Location: Pest Management ResearchTitle: Bee (Apoidea) community response to perennial grass treatments managed for livestock production and conservation
|GRODSKY, STEVEN - University Of California, Davis|
|MONROE, ADRIAN - Colorado State University|
|MARTIN, JAMES - University Of Georgia|
Submitted to: Agriculture, Ecosystems and Environment
Publication Type: Peer Reviewed Journal
Publication Acceptance Date: 2/27/2021
Publication Date: 6/15/2021
Citation: Campbell, J.W., Grodsky, S.M., Monroe, A.P., Martin, J.A. 2021. Bee (Apoidea) community response to perennial grass treatments managed for livestock production and conservation. Agriculture, Ecosystems and Environment. 313:107391. https://doi.org/10.1016/j.agee.2021.107391.

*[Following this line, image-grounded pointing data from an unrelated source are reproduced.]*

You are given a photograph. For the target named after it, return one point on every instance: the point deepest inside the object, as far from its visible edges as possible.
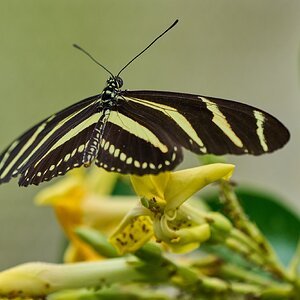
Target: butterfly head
(115, 82)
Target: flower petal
(150, 186)
(183, 184)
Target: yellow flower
(83, 198)
(163, 214)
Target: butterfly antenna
(93, 59)
(169, 28)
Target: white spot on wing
(260, 119)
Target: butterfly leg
(92, 148)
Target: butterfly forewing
(214, 125)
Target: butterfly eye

Interpretive Summary: Grassland habitats have largely been converted into crop and pasture land, which has likely caused native bee declines. Restoring native warm season grasses within the Black Belt of Mississippi is an important conservation practice that can mitigate some of the destroyed grasslands and still provide forage for cattle. We tested four grass treatments for bee abundance and diversity. Treatments were: (1) mix of Bermuda and tall fescue (Schedonorus arundinaceus) grass grazed with cattle; (2) monocultures of Indiangrass (Sorghastrum nutans) grazed with cattle; (3) native grass polyculture [(Indiangrass, little bluestem (Schizachyrium scoparium), and big bluestem (Andropogon gerardii)] grazed with cattle; and (4) native grass polyculture without cattle. Overall, we found higher numbers of bees within the native grass pastures compared to the non-native mix of Bermuda and tall fescue. These data suggest that using native perennial grasses for livestock forage may be more ecologically friendly for bees compared to the use of non-native grasses.
Technical Abstract: Most grasslands world-wide have been converted into various row crops for agriculture and pasture for livestock foraging. This conversion has likely disrupted arthropod communities, including pollinating bee communities. Pollinating native bees have been in decline in recent decades and much of this decline has been attributed to intensive agricultural practices. Native warm-season grasses have been promoted as alternatives to non-native grasses [e.g., bermudagrass (Cynodon dactylon)] in beef production systems. Reestablishing native grasses may provide an opportunity for land-sharing where agricultural production can enable conservation practices that potentially enhance bee biodiversity. Therefore, agricultural practices such as growing native perennial grasses for livestock forage that may minimize pollinating bee community disruption should be considered. We used colored pan traps to collect bees in four treatments of perennial grass plantings associated with operational livestock pastures during 2011-2012. The four treatments were: (1) mix of Bermuda and tall fescue (Schedonorus arundinaceus) grass grazed with cattle; (2) monocultures of Indiangrass (Sorghastrum nutans) grazed with cattle; (3) native grass polyculture [(Indiangrass, little bluestem (Schizachyrium scoparium), and big bluestem (Andropogon gerardii)] grazed with cattle; and (4) native grass polyculture without cattle. We generally documented greater abundances and richness of bees in native grass treatments compared to exotic grass treatments; however, treatment-level differences were bee genera- or species-dependent. Lack of grazing in the native grass mixture treatment did result in higher bee abundance and taxa richness compared to the native grass mixture treatment with cattle. Our results support the conception that perennial native grasses have the potential to attract numerous, beneficial bee species and may provide some pollen rewards and suitable nesting substrate for bees. Therefore, using native perennial grasses as livestock forage may be a more ecologically friendly surrogate to non-native forage used for livestock production to promote pollination services and native bee diversity in agricultural lands.